Update Aruza: Territorial Monitoring Uncovers Malfeasance

Updated: May 12, 2023

Late January 2022, the community of Aruza had learned their collective title application was annulled by the government agency managing land titling – ANATI. (Details of the case are here.) Soon after, they learned that 20 permits to log in Aruza's territory had been submitted to the Ministry of Environment (Mi Ambiente) and were in the approval pipeline. However, due to the direct communication by Wounaan Congress authorities with the Minister of Environment, all but three of the permits were suspended. Wounaan understood the three permits would allow for approximately 75 trees to be harvested from Aruza's territory.


Still, by December, 2022, Aruza community members were witnessing bulldozers cutting roads into their forests and hundreds of enormous tree trunks being trucked out, as this footage (captured from a secure distance) shows.





Wounaan were demoralized, but they had the tools to fight back. With GPS and smartphones in hand, they documented 250 trees that were illegally harvested in Aruza and reported it to Mi Ambiente. Two weeks later, Mi Ambiente was on the ground carrying out their inspection and found almost 300 downed trees. (Later they would find a couple hundred more.) They also found the logs were not micro-chipped as required by Panama’s traceability program, and the loggers were using non-compliant practices, such as harvesting seed trees or improperly constructed logging roads. Also, the loggers were harvesting disallowed species, like mahogany.

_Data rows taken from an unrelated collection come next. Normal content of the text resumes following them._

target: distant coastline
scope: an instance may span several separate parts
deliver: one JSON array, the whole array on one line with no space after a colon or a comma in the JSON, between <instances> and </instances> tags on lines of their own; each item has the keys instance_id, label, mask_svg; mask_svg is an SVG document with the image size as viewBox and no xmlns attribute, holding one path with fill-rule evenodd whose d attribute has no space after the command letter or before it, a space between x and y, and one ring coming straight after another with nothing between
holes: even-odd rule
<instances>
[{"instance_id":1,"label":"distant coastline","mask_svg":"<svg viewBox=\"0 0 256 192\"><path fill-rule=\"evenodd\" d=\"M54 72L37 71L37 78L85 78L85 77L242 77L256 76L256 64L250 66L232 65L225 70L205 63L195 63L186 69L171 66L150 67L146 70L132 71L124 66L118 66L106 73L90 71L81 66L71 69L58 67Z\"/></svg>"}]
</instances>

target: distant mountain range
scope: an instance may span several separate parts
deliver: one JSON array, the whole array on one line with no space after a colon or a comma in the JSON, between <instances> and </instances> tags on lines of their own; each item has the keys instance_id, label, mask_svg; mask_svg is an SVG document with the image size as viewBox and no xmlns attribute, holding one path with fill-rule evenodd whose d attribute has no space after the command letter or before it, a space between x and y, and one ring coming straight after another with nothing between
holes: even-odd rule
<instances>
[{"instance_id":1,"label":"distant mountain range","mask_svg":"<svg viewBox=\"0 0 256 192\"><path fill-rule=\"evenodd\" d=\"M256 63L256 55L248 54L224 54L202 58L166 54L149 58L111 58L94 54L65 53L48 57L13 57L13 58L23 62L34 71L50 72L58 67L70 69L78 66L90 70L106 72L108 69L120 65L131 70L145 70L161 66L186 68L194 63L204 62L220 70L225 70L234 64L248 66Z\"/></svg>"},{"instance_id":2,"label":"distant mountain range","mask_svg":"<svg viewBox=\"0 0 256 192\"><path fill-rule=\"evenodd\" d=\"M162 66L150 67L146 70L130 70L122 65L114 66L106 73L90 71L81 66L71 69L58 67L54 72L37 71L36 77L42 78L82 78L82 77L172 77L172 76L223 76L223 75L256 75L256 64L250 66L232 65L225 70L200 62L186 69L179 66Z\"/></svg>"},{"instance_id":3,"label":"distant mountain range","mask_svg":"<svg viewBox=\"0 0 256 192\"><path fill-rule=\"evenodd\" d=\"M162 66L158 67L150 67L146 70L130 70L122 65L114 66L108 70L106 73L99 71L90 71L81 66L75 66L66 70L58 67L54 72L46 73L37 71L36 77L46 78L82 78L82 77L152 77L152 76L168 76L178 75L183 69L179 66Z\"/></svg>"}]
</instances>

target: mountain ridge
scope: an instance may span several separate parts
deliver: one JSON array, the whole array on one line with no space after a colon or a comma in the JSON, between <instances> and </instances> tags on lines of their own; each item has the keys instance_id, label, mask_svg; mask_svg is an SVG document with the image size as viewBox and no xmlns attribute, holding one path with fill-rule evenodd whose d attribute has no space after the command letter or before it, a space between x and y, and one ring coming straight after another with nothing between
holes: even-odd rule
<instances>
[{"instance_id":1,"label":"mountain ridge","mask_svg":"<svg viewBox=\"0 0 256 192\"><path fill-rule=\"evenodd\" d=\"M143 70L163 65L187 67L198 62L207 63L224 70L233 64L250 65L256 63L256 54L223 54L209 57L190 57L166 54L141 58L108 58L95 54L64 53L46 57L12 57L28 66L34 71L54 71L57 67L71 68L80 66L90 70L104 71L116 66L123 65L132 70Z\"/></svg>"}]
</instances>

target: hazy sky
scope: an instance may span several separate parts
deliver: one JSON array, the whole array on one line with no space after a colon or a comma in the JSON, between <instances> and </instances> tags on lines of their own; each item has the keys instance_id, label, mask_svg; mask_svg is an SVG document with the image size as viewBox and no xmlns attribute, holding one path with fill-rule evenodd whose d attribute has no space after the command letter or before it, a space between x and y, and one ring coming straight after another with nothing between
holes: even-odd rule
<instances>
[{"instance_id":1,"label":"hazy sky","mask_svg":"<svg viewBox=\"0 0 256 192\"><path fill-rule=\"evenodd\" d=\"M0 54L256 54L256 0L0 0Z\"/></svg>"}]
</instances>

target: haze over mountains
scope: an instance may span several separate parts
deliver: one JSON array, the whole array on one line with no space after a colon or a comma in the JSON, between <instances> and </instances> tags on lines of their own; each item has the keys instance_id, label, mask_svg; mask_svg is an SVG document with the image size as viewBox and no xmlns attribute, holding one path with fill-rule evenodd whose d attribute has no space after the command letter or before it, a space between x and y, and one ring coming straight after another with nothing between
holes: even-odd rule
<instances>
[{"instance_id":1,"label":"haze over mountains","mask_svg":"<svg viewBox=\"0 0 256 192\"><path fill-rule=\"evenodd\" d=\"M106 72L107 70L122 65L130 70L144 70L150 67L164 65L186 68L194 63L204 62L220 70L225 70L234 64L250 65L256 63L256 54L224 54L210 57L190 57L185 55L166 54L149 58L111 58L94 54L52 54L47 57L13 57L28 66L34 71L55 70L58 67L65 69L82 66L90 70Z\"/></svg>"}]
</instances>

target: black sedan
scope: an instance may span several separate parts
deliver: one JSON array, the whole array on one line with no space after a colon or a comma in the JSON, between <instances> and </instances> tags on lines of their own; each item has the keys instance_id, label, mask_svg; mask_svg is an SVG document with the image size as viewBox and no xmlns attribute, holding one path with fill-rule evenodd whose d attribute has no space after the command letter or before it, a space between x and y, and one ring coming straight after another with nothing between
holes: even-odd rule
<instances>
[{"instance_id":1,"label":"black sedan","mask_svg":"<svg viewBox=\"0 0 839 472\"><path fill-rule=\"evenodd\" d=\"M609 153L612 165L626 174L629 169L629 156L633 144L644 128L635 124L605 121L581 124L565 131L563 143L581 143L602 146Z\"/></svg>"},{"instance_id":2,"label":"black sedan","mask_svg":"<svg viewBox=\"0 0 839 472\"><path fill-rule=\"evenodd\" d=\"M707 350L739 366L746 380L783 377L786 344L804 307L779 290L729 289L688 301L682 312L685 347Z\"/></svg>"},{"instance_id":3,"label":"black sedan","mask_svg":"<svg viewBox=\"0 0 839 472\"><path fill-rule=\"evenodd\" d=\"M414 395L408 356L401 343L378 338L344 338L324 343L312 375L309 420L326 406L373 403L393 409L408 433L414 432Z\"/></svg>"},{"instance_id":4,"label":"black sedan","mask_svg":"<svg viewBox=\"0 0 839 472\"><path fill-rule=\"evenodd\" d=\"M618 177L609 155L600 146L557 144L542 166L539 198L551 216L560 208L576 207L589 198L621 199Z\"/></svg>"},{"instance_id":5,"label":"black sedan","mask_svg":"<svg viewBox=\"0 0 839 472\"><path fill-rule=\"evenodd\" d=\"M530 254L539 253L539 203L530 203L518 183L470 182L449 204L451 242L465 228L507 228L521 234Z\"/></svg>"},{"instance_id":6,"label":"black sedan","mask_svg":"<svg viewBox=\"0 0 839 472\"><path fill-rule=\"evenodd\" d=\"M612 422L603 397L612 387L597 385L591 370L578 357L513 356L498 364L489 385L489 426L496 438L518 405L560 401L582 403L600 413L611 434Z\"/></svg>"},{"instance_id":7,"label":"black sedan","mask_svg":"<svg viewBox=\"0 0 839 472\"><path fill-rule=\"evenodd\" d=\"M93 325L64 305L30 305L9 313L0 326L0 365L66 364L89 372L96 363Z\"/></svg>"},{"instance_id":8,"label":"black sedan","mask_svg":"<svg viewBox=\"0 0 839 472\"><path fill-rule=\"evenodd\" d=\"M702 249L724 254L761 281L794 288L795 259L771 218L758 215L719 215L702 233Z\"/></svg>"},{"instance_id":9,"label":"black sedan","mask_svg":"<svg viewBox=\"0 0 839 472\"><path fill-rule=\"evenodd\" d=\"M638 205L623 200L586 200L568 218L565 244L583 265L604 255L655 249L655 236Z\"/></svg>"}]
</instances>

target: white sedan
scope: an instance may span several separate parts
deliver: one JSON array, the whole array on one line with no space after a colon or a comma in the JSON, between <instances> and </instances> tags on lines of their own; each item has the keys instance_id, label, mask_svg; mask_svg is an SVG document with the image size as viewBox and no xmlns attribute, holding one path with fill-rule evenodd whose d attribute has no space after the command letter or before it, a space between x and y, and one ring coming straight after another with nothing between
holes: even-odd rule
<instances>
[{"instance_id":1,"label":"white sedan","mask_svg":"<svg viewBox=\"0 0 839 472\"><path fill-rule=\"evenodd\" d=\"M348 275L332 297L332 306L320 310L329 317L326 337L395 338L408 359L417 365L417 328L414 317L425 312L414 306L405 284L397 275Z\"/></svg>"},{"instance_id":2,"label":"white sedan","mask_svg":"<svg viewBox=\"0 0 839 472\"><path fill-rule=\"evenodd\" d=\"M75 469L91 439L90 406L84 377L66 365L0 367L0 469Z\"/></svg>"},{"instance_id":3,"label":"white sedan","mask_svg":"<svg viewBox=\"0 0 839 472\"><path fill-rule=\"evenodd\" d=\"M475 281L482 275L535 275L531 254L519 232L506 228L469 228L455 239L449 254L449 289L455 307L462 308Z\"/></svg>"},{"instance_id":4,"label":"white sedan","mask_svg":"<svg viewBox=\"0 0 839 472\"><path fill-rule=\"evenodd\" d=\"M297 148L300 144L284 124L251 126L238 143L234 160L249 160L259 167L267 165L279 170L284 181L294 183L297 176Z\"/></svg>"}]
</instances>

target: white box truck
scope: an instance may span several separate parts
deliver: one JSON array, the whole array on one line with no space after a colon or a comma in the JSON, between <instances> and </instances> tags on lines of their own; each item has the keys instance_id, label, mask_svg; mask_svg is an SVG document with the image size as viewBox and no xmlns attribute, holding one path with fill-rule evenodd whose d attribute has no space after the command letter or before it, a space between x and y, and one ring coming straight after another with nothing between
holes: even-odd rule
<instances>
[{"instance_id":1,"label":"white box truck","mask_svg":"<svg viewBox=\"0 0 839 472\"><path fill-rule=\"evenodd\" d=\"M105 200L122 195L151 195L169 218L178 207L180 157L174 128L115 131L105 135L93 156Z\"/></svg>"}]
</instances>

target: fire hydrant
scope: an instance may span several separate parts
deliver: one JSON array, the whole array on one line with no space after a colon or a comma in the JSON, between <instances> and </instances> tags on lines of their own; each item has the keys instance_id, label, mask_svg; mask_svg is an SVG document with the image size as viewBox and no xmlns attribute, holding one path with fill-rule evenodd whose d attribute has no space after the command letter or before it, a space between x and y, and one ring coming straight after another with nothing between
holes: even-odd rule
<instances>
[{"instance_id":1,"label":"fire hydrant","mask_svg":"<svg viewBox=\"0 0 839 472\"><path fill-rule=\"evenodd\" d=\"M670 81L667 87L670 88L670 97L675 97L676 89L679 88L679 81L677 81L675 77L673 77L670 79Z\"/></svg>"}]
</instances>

As a result of the inspection, the Public Prosecutors office opened criminal and administrative investigations into the non-compliant loggers and the government officials who were complicit in the illegal harvest of the trees. We understand one official in the Mi Ambiente regional office has been re-assigned and the other has been suspended while the investigations are in progress.


Although these actions do not return Aruza's territory to its rightful owners, they are important steps toward rooting out corruption in a system that led to the annulment of Aruza's title application in the first place. It also proves in whose hands it is best to leave these globally important tropical forest.